Sementes Piratas: fique atento!

6 de dezembro de 2017 - 10:00

Economizar na hora do plantio pode ser um péssimo negócio

Quando os custos de produção estão em alta e os preços da soja não são tão atrativos, o produtor busca cortar despesas e logo opta por sementes mais baratas. Perigo! Economizar na hora do plantio pode ser um péssimo negócio. Se o agricultor opta pela semente mais barata, não dando a importância necessária para a qualidade, compromete a safra.

Escolha sementes confiáveis, devidamente regulamentadas e com investimento em tecnologia para a melhor performance da sua lavoura.

O combate à pirataria de sementes é uma luta constante. Por não remunerar as empresas obtentoras de tecnologia, o mercado informal prejudica as pesquisas em biotecnologia e germoplasma que garantem o lançamento de novas cultivares. O uso indiscriminado de sementes salvas que não respeitam a legislação avança cada vez mais e, enquanto isso, o governo enfrenta dificuldades para fiscalizar e penalizar infratores.

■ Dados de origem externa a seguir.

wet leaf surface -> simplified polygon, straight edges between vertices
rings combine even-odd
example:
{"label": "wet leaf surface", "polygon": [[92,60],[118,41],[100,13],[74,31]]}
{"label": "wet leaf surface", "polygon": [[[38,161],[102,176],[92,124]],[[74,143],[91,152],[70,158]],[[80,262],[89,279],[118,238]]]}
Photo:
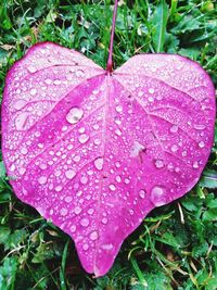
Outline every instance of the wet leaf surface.
{"label": "wet leaf surface", "polygon": [[107,74],[76,51],[38,43],[7,77],[10,182],[74,239],[86,270],[102,276],[152,209],[199,180],[214,108],[208,75],[186,58],[140,54]]}

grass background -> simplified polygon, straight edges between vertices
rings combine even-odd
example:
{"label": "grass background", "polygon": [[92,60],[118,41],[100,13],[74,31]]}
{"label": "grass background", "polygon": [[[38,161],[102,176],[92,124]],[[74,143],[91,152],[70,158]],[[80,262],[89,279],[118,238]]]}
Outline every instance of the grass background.
{"label": "grass background", "polygon": [[[217,84],[215,1],[119,1],[115,67],[140,52],[169,52],[199,63]],[[0,1],[0,93],[11,65],[51,40],[105,67],[113,2]],[[216,130],[217,131],[217,130]],[[110,273],[94,279],[67,235],[16,199],[0,163],[0,290],[217,289],[217,136],[199,184],[150,213],[124,242]]]}

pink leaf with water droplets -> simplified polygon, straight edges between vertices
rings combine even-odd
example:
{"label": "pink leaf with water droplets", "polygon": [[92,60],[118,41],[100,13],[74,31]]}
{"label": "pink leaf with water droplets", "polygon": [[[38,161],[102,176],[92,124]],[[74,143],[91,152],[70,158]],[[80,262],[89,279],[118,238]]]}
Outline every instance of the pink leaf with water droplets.
{"label": "pink leaf with water droplets", "polygon": [[102,276],[144,216],[199,180],[214,136],[214,87],[199,64],[141,54],[107,73],[38,43],[7,76],[3,159],[16,196],[75,241]]}

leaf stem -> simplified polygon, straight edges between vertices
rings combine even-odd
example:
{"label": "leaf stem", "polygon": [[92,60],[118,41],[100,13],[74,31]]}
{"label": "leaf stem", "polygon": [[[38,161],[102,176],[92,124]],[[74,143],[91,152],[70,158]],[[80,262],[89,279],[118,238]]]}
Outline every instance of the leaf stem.
{"label": "leaf stem", "polygon": [[114,34],[115,34],[115,22],[116,22],[116,15],[117,15],[117,3],[118,0],[115,0],[115,7],[113,12],[113,20],[112,20],[112,31],[111,31],[111,38],[110,38],[110,50],[108,50],[108,59],[107,59],[107,66],[106,71],[108,73],[112,73],[112,66],[113,66],[113,42],[114,42]]}

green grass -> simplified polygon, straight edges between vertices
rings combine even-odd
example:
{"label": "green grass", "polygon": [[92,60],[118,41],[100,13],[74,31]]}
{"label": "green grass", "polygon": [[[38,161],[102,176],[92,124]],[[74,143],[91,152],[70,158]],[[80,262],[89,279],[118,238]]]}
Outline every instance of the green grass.
{"label": "green grass", "polygon": [[[179,53],[201,63],[217,84],[214,2],[120,1],[115,66],[140,52]],[[105,67],[111,5],[110,0],[1,0],[0,93],[8,70],[38,41],[75,48]],[[0,290],[217,289],[216,168],[217,136],[196,187],[151,212],[124,242],[110,273],[94,279],[82,270],[68,236],[16,199],[1,162]]]}

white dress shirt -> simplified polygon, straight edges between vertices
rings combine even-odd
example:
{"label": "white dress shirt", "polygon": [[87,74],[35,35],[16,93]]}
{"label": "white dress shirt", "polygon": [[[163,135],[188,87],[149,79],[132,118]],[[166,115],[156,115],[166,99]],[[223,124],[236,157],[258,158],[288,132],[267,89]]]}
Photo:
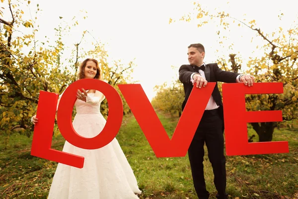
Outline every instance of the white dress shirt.
{"label": "white dress shirt", "polygon": [[[205,63],[203,63],[203,65],[204,65],[205,67],[206,66],[206,64]],[[200,75],[201,75],[201,76],[202,76],[202,78],[203,78],[204,79],[206,79],[206,78],[205,77],[205,73],[204,72],[204,71],[202,71],[202,70],[199,70],[199,73],[200,73]],[[194,82],[194,79],[193,78],[194,75],[197,74],[197,73],[194,73],[192,74],[191,74],[191,75],[190,76],[190,81],[191,81],[192,83],[193,83]],[[238,83],[240,83],[240,82],[239,81],[239,76],[240,76],[240,75],[242,75],[241,74],[240,75],[238,75],[237,77],[236,78],[236,82],[238,82]],[[213,97],[212,97],[212,95],[211,95],[211,96],[210,97],[210,98],[209,99],[209,100],[208,101],[208,103],[207,103],[207,105],[206,106],[206,107],[205,108],[205,110],[213,110],[214,109],[217,109],[219,107],[220,107],[219,105],[218,105],[215,102],[215,101],[214,100],[214,99],[213,99]]]}

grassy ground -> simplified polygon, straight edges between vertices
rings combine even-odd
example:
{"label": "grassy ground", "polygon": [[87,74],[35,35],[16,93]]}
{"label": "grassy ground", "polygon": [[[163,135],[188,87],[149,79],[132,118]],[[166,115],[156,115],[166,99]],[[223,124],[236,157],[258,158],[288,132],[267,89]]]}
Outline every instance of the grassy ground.
{"label": "grassy ground", "polygon": [[[171,135],[178,118],[158,116]],[[274,141],[289,142],[288,154],[227,156],[230,198],[298,199],[298,128],[275,131]],[[249,128],[249,135],[253,133]],[[124,118],[117,138],[143,191],[141,199],[197,199],[187,156],[157,158],[132,115]],[[32,137],[15,134],[8,147],[0,143],[0,198],[46,199],[57,163],[31,156],[31,141]],[[52,148],[61,150],[64,144],[64,138],[58,135],[53,138]],[[205,151],[207,187],[210,198],[215,199],[212,168]]]}

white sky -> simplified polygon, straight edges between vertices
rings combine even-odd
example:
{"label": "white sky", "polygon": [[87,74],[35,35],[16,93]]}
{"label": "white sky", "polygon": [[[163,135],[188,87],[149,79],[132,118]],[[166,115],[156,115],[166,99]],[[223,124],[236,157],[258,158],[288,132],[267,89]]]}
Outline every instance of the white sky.
{"label": "white sky", "polygon": [[[106,44],[105,48],[110,58],[121,59],[123,63],[136,58],[134,63],[137,67],[134,79],[139,81],[151,100],[155,95],[153,88],[155,85],[176,78],[178,69],[173,71],[171,65],[179,67],[188,63],[187,52],[189,44],[202,43],[206,51],[205,61],[208,63],[216,61],[219,56],[228,58],[229,53],[237,52],[245,62],[247,57],[252,56],[255,46],[261,45],[260,42],[263,42],[258,37],[251,43],[251,37],[256,33],[246,27],[235,28],[238,27],[235,25],[230,33],[231,40],[224,43],[224,47],[220,46],[216,32],[223,31],[221,27],[209,23],[197,28],[196,20],[189,23],[179,21],[184,14],[193,12],[194,1],[33,0],[30,7],[34,10],[33,5],[39,4],[42,11],[38,20],[39,34],[49,38],[54,38],[54,28],[61,21],[59,16],[70,21],[74,16],[78,16],[79,19],[80,15],[83,15],[79,14],[80,10],[86,11],[87,13],[84,14],[88,17],[79,21],[79,26],[75,29],[76,32],[73,32],[69,40],[66,41],[67,45],[72,48],[74,43],[80,40],[82,31],[88,30],[96,39]],[[246,22],[255,19],[258,26],[265,33],[271,33],[279,26],[289,29],[297,17],[297,0],[229,1],[229,3],[220,0],[199,2],[211,11],[217,7],[217,10],[224,10],[239,19],[246,18]],[[285,15],[282,21],[278,17],[281,12]],[[176,22],[169,24],[170,18],[177,19]],[[228,49],[232,42],[234,44],[233,51]],[[86,46],[86,49],[88,48],[89,46]],[[215,53],[216,49],[220,50],[217,54]]]}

“O agricultor tem que aprender a comprar semente. Muitas vezes ele pede a mais baratinha e não liga para a qualidade. A gente insiste que o produtor precisa valorizar o principal insumo da lavoura”, afirma Marco Alexandre Sousa, presidente da ABRASS (Associação Brasileira dos Produtores de Sementes de Soja). “Tem tanta coisa para dar errado na lavoura que, se o produtor começar com uma semente sem qualidade já compromete a safra.”

É preciso conscientizar o produtor brasileiro e valorizar as tecnologias para o segmento. O que garante a produtividade da soja é o germoplasma. A biotecnologia também. Se não houver incentivo à pesquisa de germoplasma, a tendência é cada vez mais menos empresas se dedicando à pesquisa no Brasil.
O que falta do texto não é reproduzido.